Mari Villar was slammed by a car that jumped the curb, breaking her legs and collapsing a lung. Amy Paulo was in pain from a femur surgery that wasn’t healing properly. Katie Kriegshauser suffered organ failure during pregnancy, weakening her so much that she couldn’t lift her baby daughter.

All went to physical therapy, but their health insurers stopped paying before any could walk without assistance. Paulo spent nearly $1,500 out of her own pocket for more sessions.

Millions of Americans rely on physical and occupational therapists to regain strength and motor skills after operations, diseases, and injuries. But recoveries are routinely stymied by a widespread constraint in health insurance policies: rigid caps on therapy sessions.

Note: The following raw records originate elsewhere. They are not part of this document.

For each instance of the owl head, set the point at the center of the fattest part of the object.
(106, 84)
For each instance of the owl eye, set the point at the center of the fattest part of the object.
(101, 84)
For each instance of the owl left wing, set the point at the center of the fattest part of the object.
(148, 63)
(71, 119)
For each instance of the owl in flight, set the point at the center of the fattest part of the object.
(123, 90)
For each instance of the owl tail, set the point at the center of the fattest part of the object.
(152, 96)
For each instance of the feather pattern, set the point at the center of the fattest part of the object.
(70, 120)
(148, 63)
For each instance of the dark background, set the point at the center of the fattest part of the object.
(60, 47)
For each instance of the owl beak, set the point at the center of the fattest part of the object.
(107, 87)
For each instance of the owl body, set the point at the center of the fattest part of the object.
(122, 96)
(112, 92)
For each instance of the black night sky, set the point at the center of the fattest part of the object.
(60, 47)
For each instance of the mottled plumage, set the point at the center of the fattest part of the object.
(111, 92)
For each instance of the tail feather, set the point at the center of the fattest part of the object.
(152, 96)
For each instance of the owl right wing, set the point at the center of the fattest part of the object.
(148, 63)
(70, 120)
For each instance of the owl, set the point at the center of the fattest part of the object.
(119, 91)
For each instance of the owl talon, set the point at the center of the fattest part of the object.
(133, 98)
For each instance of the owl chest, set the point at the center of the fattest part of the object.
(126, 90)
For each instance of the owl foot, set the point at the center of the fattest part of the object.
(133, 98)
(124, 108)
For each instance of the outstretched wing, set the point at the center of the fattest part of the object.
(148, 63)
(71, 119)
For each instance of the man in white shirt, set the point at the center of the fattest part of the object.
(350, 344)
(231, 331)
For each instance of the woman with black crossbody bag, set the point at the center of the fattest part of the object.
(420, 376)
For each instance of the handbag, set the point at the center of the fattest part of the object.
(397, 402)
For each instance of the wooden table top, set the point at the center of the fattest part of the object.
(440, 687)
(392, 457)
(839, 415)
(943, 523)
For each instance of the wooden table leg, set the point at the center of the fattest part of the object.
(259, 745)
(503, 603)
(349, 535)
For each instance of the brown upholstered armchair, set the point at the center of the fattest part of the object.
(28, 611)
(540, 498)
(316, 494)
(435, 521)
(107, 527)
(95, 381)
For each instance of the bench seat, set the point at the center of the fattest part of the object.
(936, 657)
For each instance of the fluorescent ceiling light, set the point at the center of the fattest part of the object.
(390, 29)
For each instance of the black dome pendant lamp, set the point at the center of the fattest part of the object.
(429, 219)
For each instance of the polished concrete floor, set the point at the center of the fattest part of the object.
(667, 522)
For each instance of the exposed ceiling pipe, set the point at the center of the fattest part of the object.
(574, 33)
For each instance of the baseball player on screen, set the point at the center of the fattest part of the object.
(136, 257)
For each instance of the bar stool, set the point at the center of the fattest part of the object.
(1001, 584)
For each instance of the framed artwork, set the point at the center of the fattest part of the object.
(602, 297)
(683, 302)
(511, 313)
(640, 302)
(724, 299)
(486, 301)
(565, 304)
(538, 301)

Insurers frequently limit such sessions to as few as 20 a year, a KFF Health News examination finds, even for people with severe damage such as spinal cord injuries and strokes, who may need months of treatment, multiple times a week. Patients can face a bind: Without therapy, they can’t return to work, but without working, they can’t afford the therapy.

Paulo said she pressed her insurer for more sessions, to no avail. “I said, ‘I’m in pain. I need the services. Is there anything I can do?'” she recalled. “They said, no, they can’t override the hard limit for the plan.”

A typical physical therapy session for a privately insured patient to improve daily functioning costs $192 on average, according to the Health Care Cost Institute. Most run from a half hour to an hour.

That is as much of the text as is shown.